Monday, February 1, 2010

Meat Reduction Tips

My vegetarian-ish concept stems from 4 places. 1)Spiritual. Email me if you are interested in my compilation of scripture and prophetic quotes on the divine counsel we have been given to take care of our bodies. 2) Factory farming. Watch Food Inc. to get the big picture on factory farming, then resolve to eat less meat for the betterment of your health and planet. 3)Too much protein. The greatest amount of growth occurs in infants. Human milk, the most perfect food for infants is less than 20% protein. 4) Vegetables. Meals made with lots of meat leave little room on the plate for other important foods.

Meat reduction tips
  1. Stretch ground or shredded meat with beans, grains and vegetables
  2. Make a meal out of side dishes
  3. Use small amounts of flavorful meat
  4. Use fish in place of meat
  5. Use less meat than the recipe calls for
  6. Make more soup and casserole meals and less typical American “separate” meals.
  7. Create a meat placeholder
  8. Avoid soy substitutes
Do you want to be inspired?  Check out what other classes I am currently offering.


  1. I totally agree Kara. I am wondering what you say to some of your fellow foodie bloggers (Weston Price Foundation devotees- you know who I'm talking about) regarding the fact that good quality meats are the most nutrient dense food items, and often contain more fat soluble vitamins/minerals than fruits/veggies/grains? I finally got the Nourishing Traditions cookbook and not that it doesn't promote the consumption of veggies, but we've discussed the fact that there's a whole lot of meat promoted, and I can see both sides (not that I would ever eat meat 3 times a day, or even close, but you know...)

    I'm curious about your thoughts....

  2. I actually was pretty on board with their thoughts about meat for a time. I struggled with the conflict between evidence from Price's studies, the sense that it makes to me and the word of wisdom, which so plainly states that it is pleasing to Him if we not eat meat except in times of famine and winter. I wouldn't argue with the devotees as it makes sense that a food reserved for winter and famine, a time when food is scarce, would be the most nutrient dense. My testimony of the Book of Mormon and Doctrine and Covenants is such that I don't question that our Heavenly Father knows better than anyone, including Dr. Price, what is best for the bodies he created.

  3. Kara, I am reading "Real Food for Mothers and Babies" by Nina Plank and I'm intrigued with her reasoning that during pregnancy and breastfeeding our bodies benefit from additional meat. I would love to hear your thoughts on meat (and eating in general) during that specific time of life. And would you please email me your compilation!? I am SO SAD I don't live in the area - otherwise I would be at EVERY SINGLE class.
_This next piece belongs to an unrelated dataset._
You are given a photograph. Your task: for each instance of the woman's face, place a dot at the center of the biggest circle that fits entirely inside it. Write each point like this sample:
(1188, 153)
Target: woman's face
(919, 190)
Seriously.

  4. I think it makes sense to eat more high nutrient foods and protein for that matter during pregnancy especially. But that "more" should be kept in perspective with the vegetarian-ish base. To throw out some numbers...10% total calories from protein as a base, possibly 15% if you are really active and 20% for growing a baby and recovering from having one.

    Don't forget that meat is not the only nutrient dense food and not the only source of protein either. I think when people start eating more meat, they start eating less of something else and that is likely to be the bigger problem.

    I will email you those Word of Wisdom notes.